Jan 14th, 2012 | By | Category: For Senior Women

A Relationship with Memories

The editor of AARP The Magazine, Nancy Perry Graham, wrote about making memories in a recent edition.  She wrote about a trip her mother, daughter and she took to New York City recently.  Her final paragraph struck a chord with me:  “The anxious and angry moments are fleeting; the mess from the play dough can be swept away. But the memories of good times together stay with us for a lifetime.”

I still feel the huge hole left in my life when my father died just two weeks ago. He was 96, so his presence in my life was forged both with many years of being together as well as a deep and abiding love that a daddy and daughter feel for each other.  I’m now forced to look for ways to make that hole go away, or at least get smaller so life doesn’t feel quite so empty.

Memories, Distant and Recent

And I’m now beginning to realize the answer is in the memories, such as Graham wrote about.  Memories of a childhood with my hard-working father who always made time to help us trim the Christmas tree, cut the pumpkins faces for our jack-0-lanterns, come to all our piano and organ recitals, attend church on Sunday mornings, teach us how to drive a car and give each of us away on our wedding day.
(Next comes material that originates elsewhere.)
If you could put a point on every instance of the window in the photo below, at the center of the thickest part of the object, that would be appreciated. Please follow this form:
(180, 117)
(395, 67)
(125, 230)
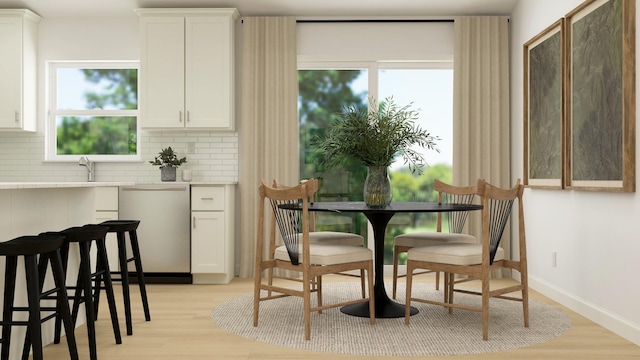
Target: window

Our family vacations were such fun!  We went fishing in Northern Minnesota because Daddy loved to fish.  But my sisters and I loved water skiing, so the compromise was to fish every morning and water ski every afternoon.  He loved driving the boat and pulling us on skis behind him.  Mom spent half her time in the boat with him and the other half skiing with us.

He paid for college educations for all four of us, without a whimper.  He even helped with a couple of Masters degrees.  He and Mom took our Brazilian exchange-student sister into their home for almost a year, loving her and providing for her as they did for the four of us.

The most recent memories were intentionally created just three weeks before he died.  Jerry and I traveled to Arizona to spend two weeks there, creating memories that we knew would carry us beyond his earthly life.  We did not know how soon he would die.  We just knew he was failing.  So we had lunch or brunch or dinner together every day for 10 days, always with his favorite Merlot wine by his plate.  We laughed our way through those happy times, enjoying the witty things that would surface through his dementia.  And we always ended our days together with hugs and reassurances of our commonly shared love and devotion with him and our step-mom. He died 12 days after we departed.

The memories make all the difference.  The hole just got a little smaller, a little less daunting.